Enthesitis Related Arthritis (ERA)
This is the only subset in which boys tend to be more frequently affected than girls. ERA involves mostly the lower extremities and eventually the axial skeleton and accounts for approximately 1-7% of all JIA cases. It is typically associated with HLA-B27 positivity. The onset can be of an insidious character with musculoskeletal pain and stiffness. Lower extremities are most commonly affected together with enthesitis at one or more sites around the knee or foot.

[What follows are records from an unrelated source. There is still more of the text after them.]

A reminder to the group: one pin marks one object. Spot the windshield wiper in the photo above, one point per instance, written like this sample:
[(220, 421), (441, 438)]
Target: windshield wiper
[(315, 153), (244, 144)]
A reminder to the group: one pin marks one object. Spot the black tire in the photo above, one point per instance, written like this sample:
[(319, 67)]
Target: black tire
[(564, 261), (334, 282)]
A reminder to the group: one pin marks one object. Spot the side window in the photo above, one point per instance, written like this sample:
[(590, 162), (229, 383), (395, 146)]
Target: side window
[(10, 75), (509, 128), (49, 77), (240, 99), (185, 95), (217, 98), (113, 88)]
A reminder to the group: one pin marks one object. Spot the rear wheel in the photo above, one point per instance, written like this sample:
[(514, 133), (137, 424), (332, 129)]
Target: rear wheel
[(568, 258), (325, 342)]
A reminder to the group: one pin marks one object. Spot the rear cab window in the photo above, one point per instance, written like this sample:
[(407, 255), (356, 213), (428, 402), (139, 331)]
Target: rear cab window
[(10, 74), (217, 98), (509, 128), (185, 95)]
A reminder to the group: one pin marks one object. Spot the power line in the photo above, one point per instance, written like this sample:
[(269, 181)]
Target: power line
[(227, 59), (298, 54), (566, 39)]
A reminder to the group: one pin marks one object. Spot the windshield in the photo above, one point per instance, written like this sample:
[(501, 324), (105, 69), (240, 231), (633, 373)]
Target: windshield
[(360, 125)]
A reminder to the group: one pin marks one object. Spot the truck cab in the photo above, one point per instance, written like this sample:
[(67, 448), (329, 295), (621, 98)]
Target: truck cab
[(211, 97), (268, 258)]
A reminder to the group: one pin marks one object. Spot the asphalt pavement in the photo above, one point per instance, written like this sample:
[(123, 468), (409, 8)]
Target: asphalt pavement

Juvenile Psoriatic Arthritis (jPsA)
This diagnosis is complicated by the fact that the diagnosis of psoriasis in a young child might be subtle, atypical and transient. Therefore in the new classification system patients do not always have to have classic psoriasis with arthritis. The reason for the link between psoriasis and arthritis is still unknown. JPsA has a biphasic age distribution with one peak during preschool years and a second one in late childhood. It is slightly more frequent in girls than boys. JPsA is clinically heterogeneous. The arthritis involves the wrists and small joints of the hands and feet, and progresses to polyarticular disease in the absence of treatment. The older children resemble adult Psoriatic Arthritis with a gender ratio closer to 1:1 and a tendency to enthesitis and axial skeleton involvement.